Этот голос раз за разом возникал в его кошмарах и повторял эти жуткие и грязные слова. Мнишек содрогнулся, сжимая руки в кулаки, перо выпало из его пальцев, а на красивое лицо легла тень.
А это точно парень? Отвечай, подстилка!
Когда-то ещё очень давно он действительно был слишком изящен даже для совсем неокрепшего юноши, слишком красив и, видно, слишком порочно хорош в глазах многих, кто приходил к его бедной матери.
Я заплачу двойную цену, не беспокойся.
Жалкая тварь. Станислав искренне ненавидел того мерзкого мужчину с гадкой похабной улыбкой, навсегда расчертившего его беспробудно тёмную жизнь на «был» и «стал». Был Стаська весёлым и ласковым мальчиком, очень любившим свою маму, а стал злым и мстительным… мужчиной ли?!.. готовым перегрызть за неё горло любому. Вполне буквально, ведь именно в ту ночь он впервые убил и напился чужой крови.
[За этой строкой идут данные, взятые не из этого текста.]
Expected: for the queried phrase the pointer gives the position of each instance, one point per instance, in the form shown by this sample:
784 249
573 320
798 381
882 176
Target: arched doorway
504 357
Станислав наконец попробовал месть на вкус. Но даже она не помогла ему измениться. Не остаться таким. Навеки заклеймённым.
Мнишек закрыл глаза, тяжело дыша и пытаясь совладать с собой. Ему, взрослому и пожившему мужчине, ему, морою и ненужному сыну, ему, отцеубийце, и не никак не удавалось вновь взять себя обратно в железные тиски, что он создал в ту роковую ночь.
Станислав проклинал короля Кшиштофа за издевательства над матерью, проклинал за то, что тот подарил ей нежеланное дитя, проклинал самого себя за то, что родился, и бедной Невене пришлось продавать себя, чтобы его прокормить.
Станислав себя попросту ненавидел, считая неполноценным, слабым, недостойным.
Он даже умудрился оказаться сиротой при живой матери.
— Стась, мальчик мой, ты меня мамой не зови, лучше по имени теперь, — просила Невена извиняющимся тоном, едва ли не плача. — Я пану Мнишеку сказала, что ты не мой сын, что нашла тебя и воспитала, хорошо? Так хоть у тебя не будет клейма ребёнка падшей женщины, понимаешь? Пусть все думают, что неизвестно чей, может, крестьянин, а, может, принц, какая разница, правда?.. Всяко лучше, чем… — она не выдержала и разрыдалась. — Прости меня, мой маленький, прости, что у тебя из-за меня такая жизнь…
— Ну чего ты. Ты же ни в чём не виновата, — Станислав обнял Невену и осторожно прижал к себе. — Совсем ни в чём, правда. Т-ш-ш…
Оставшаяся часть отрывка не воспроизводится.